The complexity of asthma and the broad range of factors that influence an individual’s experience of the disease can pose challenges for managing the condition, suggesting the need for more personalized treatments. The NHLBI continues to support the Severe Asthma Research Program (SARP), a comprehensive study of adults and children with severe asthma, a debilitating form of the disease that often does not respond well to currently available medications. Findings from SARP informed the development of the NHLBI’s Precision Interventions for Severe and/or Exacerbation-Prone Asthma (PrecISE) Network Study. PrecISE will evaluate several novel and approved treatments for asthma by targeting them to defined groups of adults and teenagers with severe, poorly controlled asthma who share similar characteristics, such as genetic factors or biomarkers. A recent NIAID-funded study identified immune system characteristics that distinguish subgroups of patients with severe asthma resistant to standard treatment, further helping to pave the way for individually tailored treatments.
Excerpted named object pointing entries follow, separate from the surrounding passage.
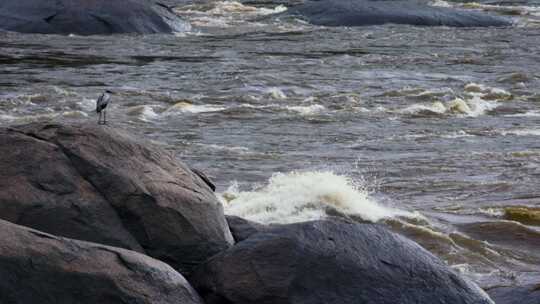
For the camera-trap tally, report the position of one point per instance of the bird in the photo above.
(101, 104)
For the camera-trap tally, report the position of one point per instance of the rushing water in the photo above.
(431, 131)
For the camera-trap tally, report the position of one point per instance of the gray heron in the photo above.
(101, 104)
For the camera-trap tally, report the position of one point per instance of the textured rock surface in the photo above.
(36, 267)
(372, 12)
(330, 262)
(516, 295)
(87, 17)
(98, 184)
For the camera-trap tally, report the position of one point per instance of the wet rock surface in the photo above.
(102, 185)
(87, 17)
(36, 267)
(519, 295)
(373, 12)
(330, 261)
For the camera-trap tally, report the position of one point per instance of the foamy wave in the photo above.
(225, 14)
(296, 197)
(144, 112)
(276, 93)
(307, 110)
(186, 107)
(234, 149)
(521, 132)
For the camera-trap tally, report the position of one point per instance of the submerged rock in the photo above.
(330, 261)
(36, 267)
(101, 185)
(374, 12)
(88, 17)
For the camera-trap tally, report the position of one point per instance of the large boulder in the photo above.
(88, 17)
(330, 261)
(36, 267)
(512, 295)
(373, 12)
(99, 184)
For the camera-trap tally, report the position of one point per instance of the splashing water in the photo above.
(303, 196)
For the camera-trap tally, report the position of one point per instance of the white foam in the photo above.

NIH also remains dedicated to reducing the disproportionate burden of asthma among children living in low-income urban communities and certain minority populations. To extend the research performed previously by the NIAID-funded Inner City Asthma Consortium over several decades, NIAID recently funded a new clinical network initiative called Childhood Asthma in Urban Settings, or CAUSE. This program will investigate disease mechanisms and novel prevention and treatment strategies to mitigate the impact of asthma in disadvantaged child and adolescent populations. A recent NIH-funded study found new genetic variants linked to asthma severity in Puerto Rican children, who have high rates of asthma, that could lead to more targeted treatments in this group. The study includes genetic data from the NHLBI’s TOPMed Program, which seeks to understand the genetic underpinnings of disease, including asthma.
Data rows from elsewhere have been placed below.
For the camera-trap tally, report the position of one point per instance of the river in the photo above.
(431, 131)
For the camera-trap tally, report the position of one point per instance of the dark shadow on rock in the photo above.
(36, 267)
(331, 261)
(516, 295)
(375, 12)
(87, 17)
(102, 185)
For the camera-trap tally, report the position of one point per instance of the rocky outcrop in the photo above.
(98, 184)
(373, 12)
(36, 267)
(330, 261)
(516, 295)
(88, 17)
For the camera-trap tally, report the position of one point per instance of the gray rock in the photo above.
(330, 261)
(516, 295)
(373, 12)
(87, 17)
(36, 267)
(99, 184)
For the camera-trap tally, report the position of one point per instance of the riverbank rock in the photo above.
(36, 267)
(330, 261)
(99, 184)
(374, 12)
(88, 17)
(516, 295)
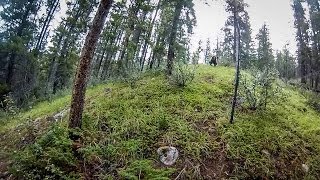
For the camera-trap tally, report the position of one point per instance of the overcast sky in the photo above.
(277, 14)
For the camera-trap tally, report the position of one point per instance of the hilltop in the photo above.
(124, 125)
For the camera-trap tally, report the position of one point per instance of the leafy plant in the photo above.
(182, 75)
(51, 157)
(259, 88)
(143, 169)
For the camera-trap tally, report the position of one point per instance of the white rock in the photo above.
(168, 155)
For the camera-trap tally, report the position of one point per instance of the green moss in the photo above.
(123, 126)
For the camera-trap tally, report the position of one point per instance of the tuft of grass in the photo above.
(123, 126)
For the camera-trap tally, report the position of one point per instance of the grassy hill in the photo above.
(123, 126)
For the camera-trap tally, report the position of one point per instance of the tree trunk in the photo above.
(46, 24)
(236, 57)
(79, 88)
(173, 35)
(145, 46)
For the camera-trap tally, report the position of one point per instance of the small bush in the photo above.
(259, 88)
(314, 101)
(182, 75)
(51, 157)
(142, 169)
(9, 105)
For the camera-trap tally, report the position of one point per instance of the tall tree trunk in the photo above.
(236, 57)
(79, 88)
(46, 24)
(145, 46)
(173, 35)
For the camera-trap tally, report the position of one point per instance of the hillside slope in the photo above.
(123, 127)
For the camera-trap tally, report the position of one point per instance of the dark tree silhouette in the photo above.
(79, 88)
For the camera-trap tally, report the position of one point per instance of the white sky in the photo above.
(277, 14)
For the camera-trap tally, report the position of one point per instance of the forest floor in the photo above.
(124, 125)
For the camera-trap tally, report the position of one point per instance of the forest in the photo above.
(104, 89)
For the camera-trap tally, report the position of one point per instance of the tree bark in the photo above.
(236, 57)
(79, 88)
(173, 35)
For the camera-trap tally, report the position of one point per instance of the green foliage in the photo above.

As we reflect on the progress that has been made against asthma and the challenges that remain, NIH extends its gratitude to all who help make advances in care possible—from scientists and health care professionals to clinical research volunteers, advocates and educators. Together, we continue to advance our shared mission to develop and implement effective strategies for the management, treatment and prevention of this chronic lung disease.